Kennedy was incensed by Columbia’s rejection and wrote a letter to the dean, threatening to sue the school for denying her admission based on race. She was promptly admitted and received her law degree in 1951.
As a young attorney in the 1950s, she fought for royalty rights for the estates of musical legends Billie Holiday and Charlie Parker, but she wrote in her memoir that she was disillusioned “by law as an effective means of changing society.”
Instead, in 1966 she turned to political activism and founded the Media Workshop to fight racism in journalism and advertising. When the group picketed
major ad agency Benton and Bowles and threatened a product boycott, management invited them into the board room to state their case. Kennedy noted, “When you
want to get to the suites, start in the streets.”

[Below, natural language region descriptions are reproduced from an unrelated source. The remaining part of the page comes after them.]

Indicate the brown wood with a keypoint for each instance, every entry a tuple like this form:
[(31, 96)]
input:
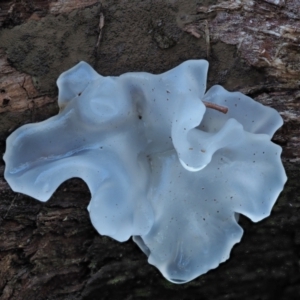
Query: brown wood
[(50, 250)]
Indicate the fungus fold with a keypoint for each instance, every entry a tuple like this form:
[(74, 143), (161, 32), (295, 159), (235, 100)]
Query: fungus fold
[(165, 161)]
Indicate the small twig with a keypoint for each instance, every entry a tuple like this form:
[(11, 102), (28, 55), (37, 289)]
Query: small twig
[(207, 38), (217, 107), (101, 25)]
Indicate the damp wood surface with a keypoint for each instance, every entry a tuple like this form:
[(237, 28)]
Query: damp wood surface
[(50, 250)]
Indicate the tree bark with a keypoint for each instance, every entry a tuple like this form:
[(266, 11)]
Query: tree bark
[(50, 250)]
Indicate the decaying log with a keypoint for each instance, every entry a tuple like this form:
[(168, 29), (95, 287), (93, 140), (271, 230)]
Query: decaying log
[(50, 250)]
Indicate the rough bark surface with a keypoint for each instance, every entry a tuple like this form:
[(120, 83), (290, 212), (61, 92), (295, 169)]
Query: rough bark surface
[(50, 250)]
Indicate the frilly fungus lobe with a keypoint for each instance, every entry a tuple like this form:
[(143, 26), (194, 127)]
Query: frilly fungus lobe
[(161, 166)]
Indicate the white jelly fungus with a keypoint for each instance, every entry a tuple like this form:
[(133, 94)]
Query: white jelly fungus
[(162, 160)]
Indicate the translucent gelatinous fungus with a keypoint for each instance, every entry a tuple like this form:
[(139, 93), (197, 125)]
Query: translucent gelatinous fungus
[(165, 162)]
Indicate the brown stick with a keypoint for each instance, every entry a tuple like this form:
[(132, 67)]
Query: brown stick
[(217, 107)]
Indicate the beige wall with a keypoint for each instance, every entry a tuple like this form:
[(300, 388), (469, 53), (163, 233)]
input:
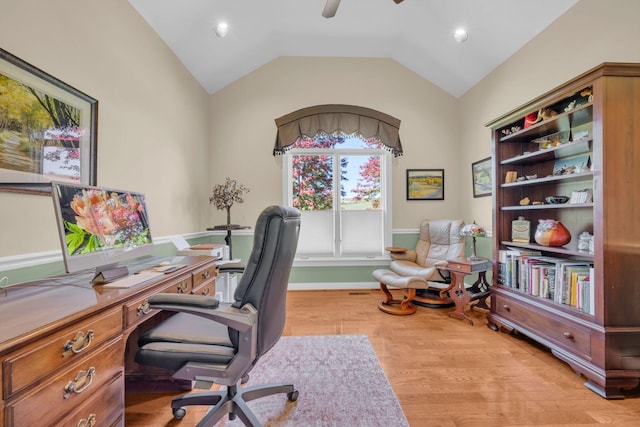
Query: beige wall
[(242, 127), (160, 133), (591, 32), (153, 121)]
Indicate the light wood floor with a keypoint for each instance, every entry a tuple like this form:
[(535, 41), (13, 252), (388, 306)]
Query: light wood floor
[(444, 371)]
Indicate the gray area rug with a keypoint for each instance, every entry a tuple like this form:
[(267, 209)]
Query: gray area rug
[(339, 379)]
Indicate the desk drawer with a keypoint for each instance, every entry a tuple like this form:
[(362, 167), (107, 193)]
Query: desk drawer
[(138, 310), (30, 364), (102, 409), (204, 274), (53, 400), (559, 331)]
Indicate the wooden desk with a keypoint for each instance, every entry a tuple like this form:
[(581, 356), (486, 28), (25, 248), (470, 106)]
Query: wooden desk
[(477, 292), (64, 343)]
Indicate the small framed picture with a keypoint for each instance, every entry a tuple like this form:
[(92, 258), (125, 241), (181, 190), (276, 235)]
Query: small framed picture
[(481, 177), (425, 184)]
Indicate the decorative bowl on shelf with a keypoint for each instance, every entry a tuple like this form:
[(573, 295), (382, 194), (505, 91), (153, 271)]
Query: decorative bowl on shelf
[(556, 200)]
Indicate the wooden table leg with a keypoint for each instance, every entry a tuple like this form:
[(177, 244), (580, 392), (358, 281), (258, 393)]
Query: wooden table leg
[(459, 296)]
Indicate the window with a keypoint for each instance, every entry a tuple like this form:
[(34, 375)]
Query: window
[(341, 184)]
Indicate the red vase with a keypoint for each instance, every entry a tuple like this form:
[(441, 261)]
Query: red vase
[(552, 233)]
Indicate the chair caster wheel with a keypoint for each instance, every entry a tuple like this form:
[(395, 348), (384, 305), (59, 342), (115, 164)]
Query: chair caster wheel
[(179, 413)]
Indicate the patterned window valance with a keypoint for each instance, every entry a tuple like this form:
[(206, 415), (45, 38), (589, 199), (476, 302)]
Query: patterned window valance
[(335, 117)]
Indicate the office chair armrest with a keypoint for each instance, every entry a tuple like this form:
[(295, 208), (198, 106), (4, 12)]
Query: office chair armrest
[(440, 265), (240, 319)]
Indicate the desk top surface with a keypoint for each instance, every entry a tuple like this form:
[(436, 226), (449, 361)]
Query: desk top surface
[(28, 308)]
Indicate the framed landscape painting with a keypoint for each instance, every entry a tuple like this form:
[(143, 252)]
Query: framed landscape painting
[(425, 184), (481, 177), (48, 129)]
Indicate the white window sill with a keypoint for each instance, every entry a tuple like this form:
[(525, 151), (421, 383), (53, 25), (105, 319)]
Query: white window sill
[(344, 261)]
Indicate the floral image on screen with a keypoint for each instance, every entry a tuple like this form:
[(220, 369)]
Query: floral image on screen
[(97, 219)]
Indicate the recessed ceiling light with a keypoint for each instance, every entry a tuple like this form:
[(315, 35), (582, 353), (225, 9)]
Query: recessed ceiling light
[(221, 30), (460, 35)]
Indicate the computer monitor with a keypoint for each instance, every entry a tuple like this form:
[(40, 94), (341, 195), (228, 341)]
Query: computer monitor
[(100, 227)]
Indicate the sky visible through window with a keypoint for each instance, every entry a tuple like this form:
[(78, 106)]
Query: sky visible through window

A consumer activist, who also picketed CBS and WNEW-TV in New York City, Kennedy often said, “Only when it hurts their pocketbook do they act.”
Kennedy was also one of the founders of the National Organization for Women (NOW) in 1966 and formed the Feminist Party in 1971, whose first order of business was to support Shirley Chisholm for president. In 1975, she founded the National Black Feminist Organization.

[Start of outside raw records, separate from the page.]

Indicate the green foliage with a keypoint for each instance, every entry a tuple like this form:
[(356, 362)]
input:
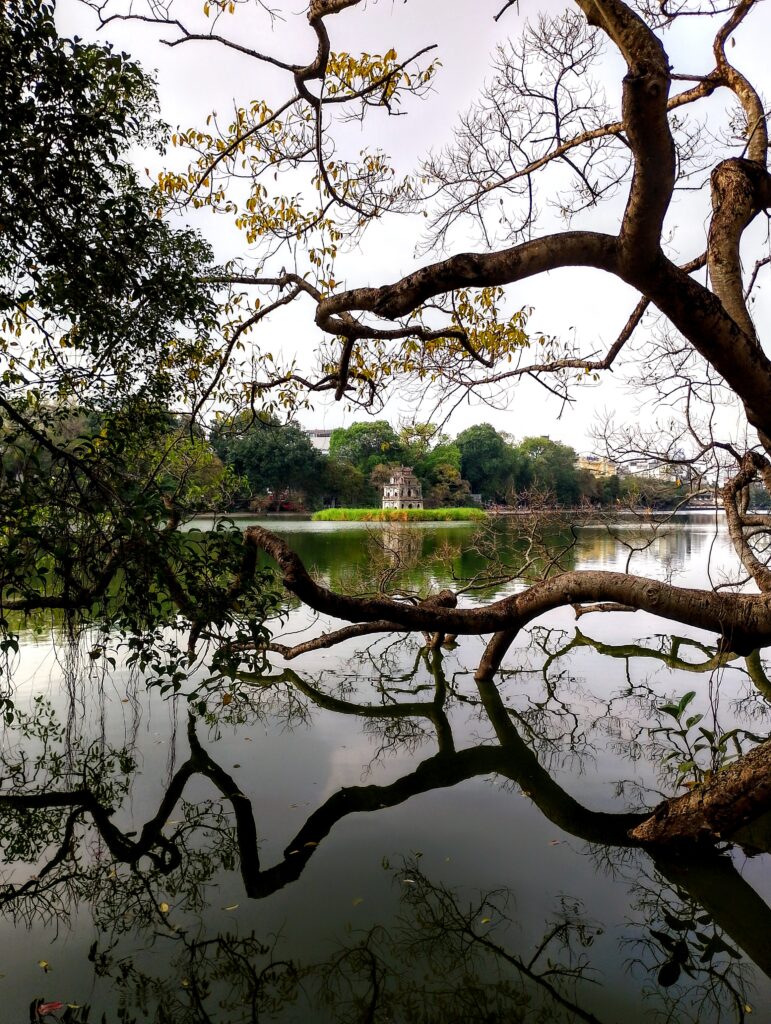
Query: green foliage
[(399, 515), (551, 468), (488, 463), (84, 262), (693, 751), (366, 445), (272, 458)]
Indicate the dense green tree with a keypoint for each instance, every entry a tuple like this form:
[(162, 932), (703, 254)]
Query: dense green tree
[(488, 463), (85, 264), (272, 458), (366, 444), (347, 486), (551, 469)]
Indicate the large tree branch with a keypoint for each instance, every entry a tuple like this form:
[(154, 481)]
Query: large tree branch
[(743, 620)]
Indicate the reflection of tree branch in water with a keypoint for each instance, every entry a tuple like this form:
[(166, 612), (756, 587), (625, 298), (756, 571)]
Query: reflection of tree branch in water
[(735, 907)]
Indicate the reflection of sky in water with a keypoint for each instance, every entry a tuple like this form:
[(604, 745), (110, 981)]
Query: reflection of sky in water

The second daughter of five, Kennedy was born Feb. 11, 1916, in Kansas City, Mo. In her autobiography, “Color Me Flo: My Hard Life and Good Times,” Kennedy noted that her mother, a homemaker, and father, a Pullman porter and later a taxi business owner, gave their daughters “a sense of security because we were never criticized.” Kennedy also recalled how her father stood up to the Ku Klux Klan with a shotgun in hand, and her mother epitomized hope: “Determined to have rose bushes although our yard was full of shade…she never gave up.”
At her 70th birthday celebration in 1986, attended by activist Dick Gregory and civil rights attorney William Kunstler, Kennedy expressed a philosophy that fueled her 40 years of activism: “Freedom is like taking a bath: you have to keep doing it every day.”
She remained active even while bedridden late in life due to several health conditions. She died in New York at age 84 in 2000.